Lesson 1.A.5 - Boxplots, Outliers, & Resistance
Key Question: How much money will you really make?
Content: Five-Number Summary & Boxplots | Changing Units | Outliers & Resistance
Alignment: CED Topics 1.7.C - 1.8
Video
Course Resources
Resources for teaching our AP® Statistics curriculum.
- Lesson Flow - timing and flow of class, using our lesson materials
- Pacing Guide - pacing our units, with daily or block schedules
- CED Alignment Guide - aligning our lessons to the AP® Statistics Course and Exam Description
Teaching Resources
Resources for teaching with Skew The Script.
- Discussion Norms - our model discussion norms for the classroom
- Letter to Parents - letter to share with parents about our nonpartisan approach
- Teaching Math on Civic Topics - tips for teaching math lessons that cover civic topics
Lesson Notes
Lesson-specific insights from the creators of this lesson.
In this lesson, students learn the right questions to ask when determining how much money they’ll really get paid by future employers. In doing so, they walk away with a deeper understanding of measures of center, boxplots, and resistance to outliers – along with how easy it can be to mislead with data.

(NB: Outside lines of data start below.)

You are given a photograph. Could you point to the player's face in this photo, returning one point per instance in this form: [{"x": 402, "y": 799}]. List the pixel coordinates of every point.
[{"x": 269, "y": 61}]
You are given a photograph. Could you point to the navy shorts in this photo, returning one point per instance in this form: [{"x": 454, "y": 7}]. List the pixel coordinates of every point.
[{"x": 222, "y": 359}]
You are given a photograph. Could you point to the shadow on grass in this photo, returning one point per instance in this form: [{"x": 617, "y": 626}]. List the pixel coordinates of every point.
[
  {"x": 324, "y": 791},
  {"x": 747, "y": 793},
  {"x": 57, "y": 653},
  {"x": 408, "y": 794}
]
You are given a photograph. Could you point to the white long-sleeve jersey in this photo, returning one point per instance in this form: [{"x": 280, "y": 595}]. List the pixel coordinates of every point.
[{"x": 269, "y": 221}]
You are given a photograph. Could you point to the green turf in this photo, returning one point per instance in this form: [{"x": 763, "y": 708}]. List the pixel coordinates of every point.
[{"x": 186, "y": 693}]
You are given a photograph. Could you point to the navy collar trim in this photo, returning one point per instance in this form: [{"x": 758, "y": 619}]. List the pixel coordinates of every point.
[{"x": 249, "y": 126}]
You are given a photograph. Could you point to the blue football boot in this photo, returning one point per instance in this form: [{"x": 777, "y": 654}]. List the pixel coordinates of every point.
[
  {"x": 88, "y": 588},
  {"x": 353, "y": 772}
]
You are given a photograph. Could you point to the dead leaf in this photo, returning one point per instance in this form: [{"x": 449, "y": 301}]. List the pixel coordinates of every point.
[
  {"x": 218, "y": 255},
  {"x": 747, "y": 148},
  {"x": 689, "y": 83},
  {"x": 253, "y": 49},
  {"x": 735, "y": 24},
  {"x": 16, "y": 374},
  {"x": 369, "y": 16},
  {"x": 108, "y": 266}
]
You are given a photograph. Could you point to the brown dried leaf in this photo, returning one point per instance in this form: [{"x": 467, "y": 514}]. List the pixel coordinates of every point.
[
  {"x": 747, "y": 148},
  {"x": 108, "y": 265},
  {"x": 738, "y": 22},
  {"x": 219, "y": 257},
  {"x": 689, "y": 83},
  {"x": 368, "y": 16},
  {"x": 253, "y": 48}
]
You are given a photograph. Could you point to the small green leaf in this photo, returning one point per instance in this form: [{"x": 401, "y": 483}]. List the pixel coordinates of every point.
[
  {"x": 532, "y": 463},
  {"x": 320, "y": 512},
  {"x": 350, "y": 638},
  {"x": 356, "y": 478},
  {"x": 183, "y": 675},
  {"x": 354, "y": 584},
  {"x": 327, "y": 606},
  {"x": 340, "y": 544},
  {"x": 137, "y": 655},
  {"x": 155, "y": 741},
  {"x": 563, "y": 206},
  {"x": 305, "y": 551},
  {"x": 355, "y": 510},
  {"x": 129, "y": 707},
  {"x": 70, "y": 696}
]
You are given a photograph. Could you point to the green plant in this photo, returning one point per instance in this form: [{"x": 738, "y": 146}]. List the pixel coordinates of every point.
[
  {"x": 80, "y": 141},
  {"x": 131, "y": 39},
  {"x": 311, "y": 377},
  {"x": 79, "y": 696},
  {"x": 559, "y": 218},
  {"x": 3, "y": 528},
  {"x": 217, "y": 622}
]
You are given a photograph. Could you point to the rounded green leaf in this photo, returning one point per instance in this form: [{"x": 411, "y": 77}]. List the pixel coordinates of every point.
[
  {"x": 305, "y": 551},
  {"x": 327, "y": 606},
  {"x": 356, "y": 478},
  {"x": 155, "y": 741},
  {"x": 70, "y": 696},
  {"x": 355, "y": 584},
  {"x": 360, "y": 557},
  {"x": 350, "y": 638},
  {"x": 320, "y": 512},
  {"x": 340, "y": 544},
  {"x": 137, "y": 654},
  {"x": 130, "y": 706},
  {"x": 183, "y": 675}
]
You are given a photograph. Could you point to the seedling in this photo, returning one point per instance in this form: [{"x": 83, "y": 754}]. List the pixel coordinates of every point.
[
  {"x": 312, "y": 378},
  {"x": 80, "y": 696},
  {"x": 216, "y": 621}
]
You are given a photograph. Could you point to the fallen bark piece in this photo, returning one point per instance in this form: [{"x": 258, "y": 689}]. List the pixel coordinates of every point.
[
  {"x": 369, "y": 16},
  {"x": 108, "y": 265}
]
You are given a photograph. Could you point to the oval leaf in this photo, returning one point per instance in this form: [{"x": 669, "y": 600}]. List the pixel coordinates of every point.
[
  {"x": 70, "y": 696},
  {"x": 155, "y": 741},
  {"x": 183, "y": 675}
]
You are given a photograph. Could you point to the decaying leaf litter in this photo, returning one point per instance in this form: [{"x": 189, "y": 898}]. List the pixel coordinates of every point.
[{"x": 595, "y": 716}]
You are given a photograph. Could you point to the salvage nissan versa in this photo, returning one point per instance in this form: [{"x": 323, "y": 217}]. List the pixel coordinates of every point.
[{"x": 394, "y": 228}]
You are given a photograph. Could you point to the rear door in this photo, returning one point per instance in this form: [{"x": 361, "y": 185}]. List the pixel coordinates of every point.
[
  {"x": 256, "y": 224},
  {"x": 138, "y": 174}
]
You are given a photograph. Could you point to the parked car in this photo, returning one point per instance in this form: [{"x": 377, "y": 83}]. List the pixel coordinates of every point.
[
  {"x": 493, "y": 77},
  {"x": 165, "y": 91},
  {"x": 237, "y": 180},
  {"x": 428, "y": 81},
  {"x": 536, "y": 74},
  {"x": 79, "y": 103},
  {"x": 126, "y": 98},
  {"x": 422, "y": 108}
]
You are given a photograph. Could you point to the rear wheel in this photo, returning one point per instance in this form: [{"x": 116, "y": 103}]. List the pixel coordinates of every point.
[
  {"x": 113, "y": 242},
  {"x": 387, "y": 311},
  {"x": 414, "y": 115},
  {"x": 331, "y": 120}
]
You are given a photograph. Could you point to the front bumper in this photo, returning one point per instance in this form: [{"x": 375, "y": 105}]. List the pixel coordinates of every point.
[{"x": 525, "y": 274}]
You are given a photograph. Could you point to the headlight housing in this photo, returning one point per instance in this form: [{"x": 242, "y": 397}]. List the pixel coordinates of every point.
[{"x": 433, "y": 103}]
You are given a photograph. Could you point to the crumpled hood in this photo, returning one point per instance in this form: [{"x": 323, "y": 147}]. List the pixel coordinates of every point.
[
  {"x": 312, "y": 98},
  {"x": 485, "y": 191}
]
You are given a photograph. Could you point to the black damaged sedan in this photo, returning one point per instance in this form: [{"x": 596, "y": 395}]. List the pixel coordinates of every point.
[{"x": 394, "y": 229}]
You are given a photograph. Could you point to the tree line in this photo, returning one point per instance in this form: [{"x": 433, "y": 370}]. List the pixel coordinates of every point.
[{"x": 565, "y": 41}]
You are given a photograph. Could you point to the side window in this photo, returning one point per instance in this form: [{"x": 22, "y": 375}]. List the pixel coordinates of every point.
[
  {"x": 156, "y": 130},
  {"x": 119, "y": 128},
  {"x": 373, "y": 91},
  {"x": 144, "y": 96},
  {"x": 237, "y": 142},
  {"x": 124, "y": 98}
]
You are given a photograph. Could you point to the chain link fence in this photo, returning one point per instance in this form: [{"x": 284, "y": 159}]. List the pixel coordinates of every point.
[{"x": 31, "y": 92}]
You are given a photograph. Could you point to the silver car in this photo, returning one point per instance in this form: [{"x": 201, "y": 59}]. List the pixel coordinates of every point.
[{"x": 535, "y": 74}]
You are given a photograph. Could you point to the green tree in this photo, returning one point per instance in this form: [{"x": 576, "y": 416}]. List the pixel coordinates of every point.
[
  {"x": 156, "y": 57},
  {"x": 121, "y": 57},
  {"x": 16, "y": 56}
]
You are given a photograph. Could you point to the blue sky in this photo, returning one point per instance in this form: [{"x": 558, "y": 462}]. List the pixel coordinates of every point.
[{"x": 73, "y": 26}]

- Describe the effect of changing units on summary statistics
- Determine if a data set contains outliers
- Graph and interpret boxplots
- Describe the effect of outliers and skew on summary statistics
Before proceeding: Familiarize yourself with the lesson materials linked above (e.g. handout, handout key, slides, video). Then, for additional background and teaching tips from the lesson creators, check out the sections below.
- When your class arrives at the Key Question (How much money will you really make?), take a moment to surface students’ initial thoughts. In particular, prompt them to think about what questions they’d ask the employer about the statement: “The typical salary at our company is more than $65,000 per year.” In brainstorming questions, students will start to develop some intuition for how this figure could be misleading.
- Consider making the initial exploration of the effect of transformations on the simple data set (values 1 & 3) completely student-led, in small groups. As students perform addition and multiplication on the small data set and see how the mean and range transform, they can propose general rules for the effect of transformations on data sets.
- Our salary data set has one outlier, and it’s a high outlier. The lesson explores the effect of this high outlier on different summary statistics. For robustness, it’s also helpful to show them the effect that a low outlier would have on the different summary statistics (e.g. how a low outlier test score would lower the average test score).
First, download this lesson's Handout Key and read through its Discussion Question section. Then, check out our model discussion norms and the additional background notes below.
- As suggested in the Discussion Question’s hint, having students manually calculate the different summary statistics before and after the boss’s raise helps them build intuition for why some measures are resistant and other measures aren’t. The key point to emphasize is that the resistant measures (median, IQR) are based on central positions in the data set and, therefore, are not as affected by extreme values. The unresistant measures (mean, range, standard deviation) involve the values of the most extreme data points (the min and max) somewhere in their calculations. Hence, these measures are more sensitive to changes in these extreme values.
- An optional extension to the Discussion Question: What other contexts can you think of that would produce datasets with outliers or extreme skewness? How could different reported summary statistics be misleading in these contexts?
- The 13 company salaries are a simulated data set, created for pedagogical purposes. However, the high outlier and right skew shape are indicative of real income data, which tends to be right skew and contain high outliers. To surface this, ask students: “Do you believe the mean salary would paint a misleading picture at most companies, or just this one? Why?”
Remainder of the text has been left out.